In some of the worst rioting in Britain for many years, 120 police officers were injured and 36 people were arrested during several hours of running battles between riot police and about 1,000 mainly Asian youths.

Buildings and cars were burned, and shops were looted in the Manningham district of the city.

Disturbances began in the city centre, after crowds gathered to protest against a planned National Front rally.

Firefighters sift through the wreckage of a car showroom
More than 900 riot police were sent to deal with the violence.

An extra 425 officers were drafted in from the forces in Greater Manchester, South Yorkshire, North Yorkshire, Merseyside, Humberside, Cleveland and Northumbria, when it looked as though West Yorkshire's 500 would be overwhelmed.

Police said 36 people were arrested, 23 of whom were Asian, and 13 white.

Two white men received knife injuries - one suffering a slash wound to his back and the other a stab wound to a leg.

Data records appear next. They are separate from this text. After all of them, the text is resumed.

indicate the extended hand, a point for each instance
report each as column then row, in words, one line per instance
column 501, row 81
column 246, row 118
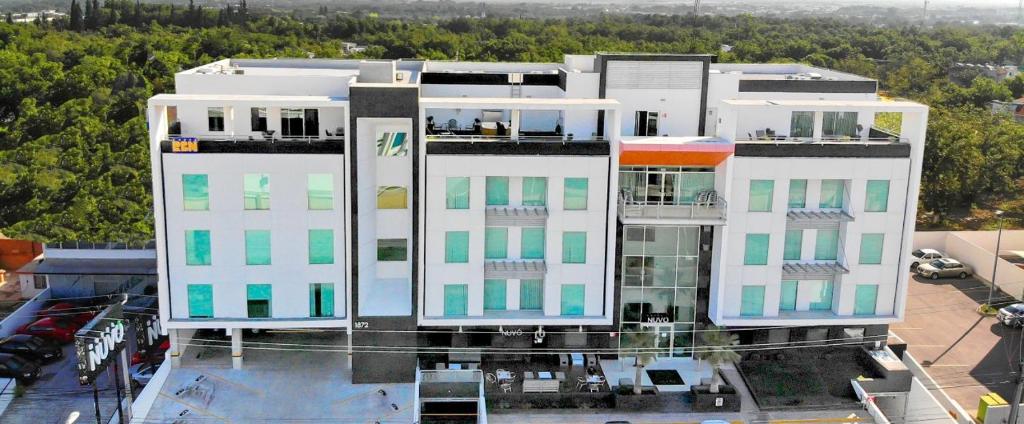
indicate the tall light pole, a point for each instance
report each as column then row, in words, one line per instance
column 995, row 262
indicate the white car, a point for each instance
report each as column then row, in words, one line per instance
column 924, row 256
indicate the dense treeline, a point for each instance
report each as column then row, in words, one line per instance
column 74, row 162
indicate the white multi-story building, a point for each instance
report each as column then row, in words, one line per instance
column 572, row 201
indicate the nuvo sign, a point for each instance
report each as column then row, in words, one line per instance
column 98, row 343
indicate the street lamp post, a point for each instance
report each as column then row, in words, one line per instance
column 995, row 262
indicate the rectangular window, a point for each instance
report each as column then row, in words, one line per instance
column 865, row 299
column 196, row 192
column 832, row 194
column 530, row 294
column 574, row 247
column 257, row 192
column 321, row 247
column 200, row 300
column 457, row 193
column 802, row 124
column 456, row 247
column 456, row 299
column 572, row 299
column 870, row 249
column 496, row 243
column 576, row 195
column 257, row 119
column 392, row 197
column 257, row 247
column 498, row 191
column 531, row 244
column 821, row 296
column 878, row 196
column 752, row 301
column 198, row 247
column 826, row 245
column 320, row 192
column 794, row 244
column 761, row 193
column 798, row 194
column 215, row 119
column 392, row 250
column 321, row 299
column 258, row 300
column 757, row 250
column 787, row 297
column 535, row 191
column 494, row 294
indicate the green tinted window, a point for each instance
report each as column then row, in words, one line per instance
column 576, row 194
column 535, row 191
column 200, row 300
column 257, row 247
column 321, row 246
column 457, row 193
column 456, row 247
column 320, row 192
column 498, row 191
column 196, row 189
column 198, row 247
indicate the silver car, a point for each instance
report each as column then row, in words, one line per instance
column 944, row 267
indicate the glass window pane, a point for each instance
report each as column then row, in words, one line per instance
column 573, row 247
column 320, row 191
column 257, row 192
column 498, row 191
column 787, row 298
column 496, row 243
column 456, row 247
column 752, row 301
column 757, row 250
column 321, row 246
column 798, row 194
column 392, row 197
column 531, row 294
column 878, row 196
column 535, row 191
column 832, row 194
column 870, row 249
column 494, row 294
column 576, row 194
column 196, row 189
column 200, row 300
column 456, row 299
column 257, row 247
column 761, row 194
column 532, row 244
column 198, row 247
column 457, row 194
column 572, row 299
column 865, row 299
column 826, row 245
column 794, row 242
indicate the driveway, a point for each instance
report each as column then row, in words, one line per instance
column 968, row 355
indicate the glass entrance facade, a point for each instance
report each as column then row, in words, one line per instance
column 658, row 285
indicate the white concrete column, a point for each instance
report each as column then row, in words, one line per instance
column 237, row 348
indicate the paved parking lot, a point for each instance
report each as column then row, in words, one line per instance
column 967, row 354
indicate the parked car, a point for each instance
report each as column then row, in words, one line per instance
column 12, row 366
column 1012, row 315
column 51, row 328
column 924, row 256
column 942, row 268
column 36, row 348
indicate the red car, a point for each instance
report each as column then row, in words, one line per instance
column 51, row 328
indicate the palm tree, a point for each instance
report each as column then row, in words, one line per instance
column 643, row 344
column 717, row 350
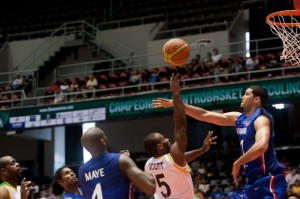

The worst of the violence was in Whiteabbey Road, one of the main routes through Manningham.

Baton charge

The police regularly charged the crowd with shields and batons but were forced to retreat repeatedly as the crowd surged forward.

Mohammed Amran of the Commission for Racial Equality in Bradford said the situation got out of control.

"The police were quite heavy handed," he told BBC News.

But Chief Superintendent Stuart Hide, of West Yorkshire Police, said: "Our priority is public safety and officers' safety.


There can be no excuse for this criminal behaviour and we would urge those involved to clear the streets and go home

Chief Supt
Stuart Hide
"What we are seeing is wanton violence, which is putting lives at risks.

"Police officers have come under attack from groups of youths with bricks, baseball bats, hammers and petrol bombs.

"Two police horses have been injured, one of them has been stabbed.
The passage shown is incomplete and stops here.